Perhaps it's damning Renoir with faint praise to call it agreeable, but Gilles Bourdos' film—about the waning days and household entanglements of impressionist painter Pierre-Auguste Renoir—shows an admirable restraint, quiet simplicity, and lush pictorial beauty.
So if the dialogue can be a bit clunky and the psychoanalysis a bit thin, what's there is enough, evoking the living rhythms of the Renoir's home in Cagnes-sur-Mer (on the French Riviera). It helps that Bourdos and leading cinematographer Mark Lee Ping-bing shot on location at the Renoir family estate, finding the filmic equivalent of the rich color and play of sunlight found in the artist's work. (That work is cleverly live-to-film recreated here by painting double—and convicted art forger—Guy Ribes.)

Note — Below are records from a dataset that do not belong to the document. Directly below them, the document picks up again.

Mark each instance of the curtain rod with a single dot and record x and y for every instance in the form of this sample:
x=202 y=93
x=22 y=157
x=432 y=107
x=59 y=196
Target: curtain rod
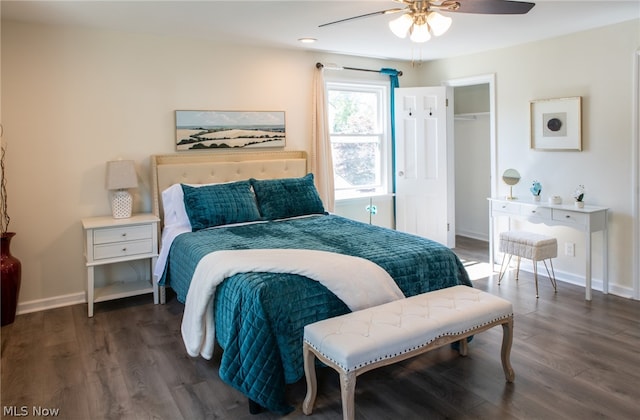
x=320 y=65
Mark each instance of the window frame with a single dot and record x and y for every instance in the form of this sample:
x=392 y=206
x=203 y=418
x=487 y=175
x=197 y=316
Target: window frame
x=382 y=91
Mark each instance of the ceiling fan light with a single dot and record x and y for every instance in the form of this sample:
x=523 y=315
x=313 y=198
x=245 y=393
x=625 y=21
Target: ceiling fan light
x=439 y=23
x=420 y=33
x=400 y=26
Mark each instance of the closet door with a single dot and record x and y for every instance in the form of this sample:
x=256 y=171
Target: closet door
x=424 y=163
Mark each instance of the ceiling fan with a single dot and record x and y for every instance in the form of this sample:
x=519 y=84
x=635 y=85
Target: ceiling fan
x=420 y=19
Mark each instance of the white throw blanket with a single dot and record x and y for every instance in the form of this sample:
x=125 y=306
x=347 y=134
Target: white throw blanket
x=358 y=282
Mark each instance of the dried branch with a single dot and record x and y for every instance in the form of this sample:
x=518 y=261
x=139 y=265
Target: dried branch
x=4 y=215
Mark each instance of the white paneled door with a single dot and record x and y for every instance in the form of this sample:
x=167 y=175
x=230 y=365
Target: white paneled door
x=424 y=163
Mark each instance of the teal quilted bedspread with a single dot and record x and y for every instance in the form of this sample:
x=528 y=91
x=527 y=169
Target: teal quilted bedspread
x=260 y=316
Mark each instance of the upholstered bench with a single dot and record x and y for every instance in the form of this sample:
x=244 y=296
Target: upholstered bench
x=533 y=246
x=378 y=336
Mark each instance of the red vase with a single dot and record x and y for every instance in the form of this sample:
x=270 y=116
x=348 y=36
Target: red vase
x=10 y=276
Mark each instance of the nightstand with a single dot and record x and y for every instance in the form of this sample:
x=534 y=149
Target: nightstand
x=107 y=241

Screenwriters Jérome Tonnerre, Michel Spinosa and Bourdos walk us through the summer of 1915, when 74-year-old Renoir (Michel Bouquet) receives his latest muse: "A girl out of nowhere, sent by a dead woman." She is Andrée Heuschling (Christa Theret), a teenage aspiring actress referred by the painter's recently departed wife. Andree quickly establishes herself as a free spirit who punctures pretension and wants to seize "everything life has to offer," starting with men.
Added to her beauty (and nude posing), these traits make her the archetypal French fantasy girl. The film touches on the relentlessness of "the male gaze" (of not one but three Renoir men) and more than once draws the Freudian connection of paintbrush to penis. Andrée draws the focus not only of "the boss" but his sons Jean (one day to become the great filmmaker of Grand Illusion and The Rules of the Game) and the pubescent Claude, nicknamed "Coco" (Thomas Doret, the young talent from The Kid with a Bike). The latter serves as a relatively innocent observer to the sex-and-death crudity of Darwinism, from bloody animal remains in the kitchen to the debilitating war wound older brother Jean (Vincent Rottiers) brings home on sick leave and to the competition for Andrée's attention.
All the Renoir men betray their neuroses about their own and the others' uncertain futures, particularly Jean's should he return to war duty and Auguste's should his shaky hand refuse to cooperate. Despite all the opportunity for (figurative) hand-wringing, Renoir tends to the understated and accentuates the positive. "A painting should be something pleasant and cheerful," says Auguste. "There are enough disagreeable things in life. I don't need to create more." With the inherent interest of its subjects and its every frame a painting, Renoir is, indeed, agreeable enough.